Executives of World CNG, a Seattle company that switches cars to run on compressed natural gas, said Thursday that the business has opened a conversion center just off of the Strip to tap into the city’s huge taxicab market, a segment that makes up a big part of its national business. Officials said they also want to be close to California markets for growth.
A $5 million cash infusion from a private investment fund in Seattle made the local facility possible.
“This capital investment marks an exciting stage in our company’s development,” President and CEO Garret Alpers said in a statement. “Over the past two years, World CNG has focused on expanding our footprint, driving down our conversion costs and making natural-gas vehicles more accessible. The new funding accelerates our ongoing goal of significantly shaping America’s natural-gas vehicle industry.”
World CNG said tanking up on natural gas costs about half as much as filling up with gasoline.
Annalloyd Thomason, vice president and general manager of the Natural Gas Vehicle Institute in Las Vegas, said World CNG’s move here was natural.
Thanks to a 1991 amendment to the federal Clean Air Act and the 1992 Energy Policy Act, Las Vegas and about 20 other cities with dirtier-than-average air had to change government fleets to alternative fuels about 20 years ago.
In Las Vegas, the go-to fuel was natural gas. And local CNG fleets haven’t been just for public agencies; when it opened in 2009, CityCenter’s 26-limo fleet was all-CNG — a first for any major hotel.
That large, early adoption of a natural gas fleet made for a strong fueling infrastructure. Figures from the U.S. Department of Energy’s Alternative Fuels Data Center show the Las Vegas Valley with about 2 million people has six public CNG fueling stations.
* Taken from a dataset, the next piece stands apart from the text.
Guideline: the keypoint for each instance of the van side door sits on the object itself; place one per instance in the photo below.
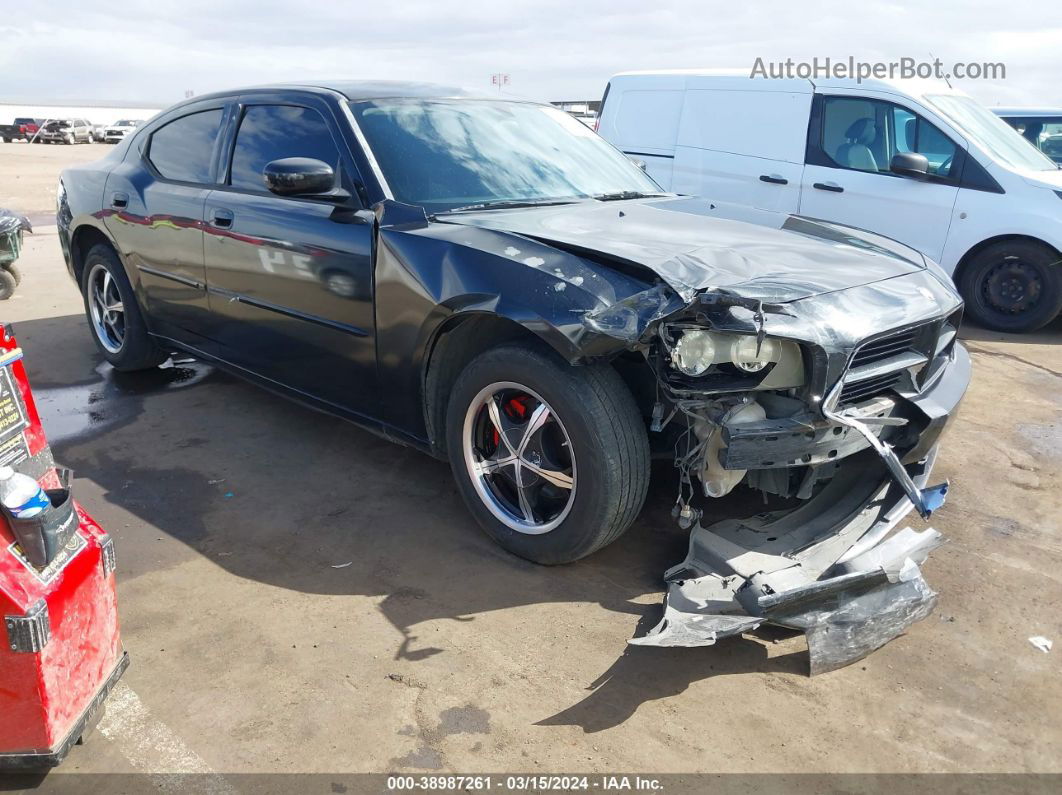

In contrast, the Chicago metropolitan area, with a population of 9.5 million, has just four. Phoenix, with 4.2 million metro-area residents, also has four stations.
Southern Nevada’s above-average CNG base means World CNG has plenty of potential customers here who are familiar with the technology and interested in converting, said Thomason, whose company has offered technical training to World CNG employees.
But the transition wasn’t always easy, because conversion and servicing companies were out of state.
“That’s been one of the major obstacles. If you’re a fleet manager and you can’t get local installation and service work, you’re hesitant to buy CNG systems,” Thomason said.
That could change with World CNG. The company’s 8,000-square-foot facility at 2310 S. Highland Drive offers conversions, maintenance, service and certified car and tank inspections. It has eight employees, with plans to expand to 15 in coming months.
World CNG executives said they’re looking for a distribution center in the Southwest United States.
They also plan to move into the Chicago market.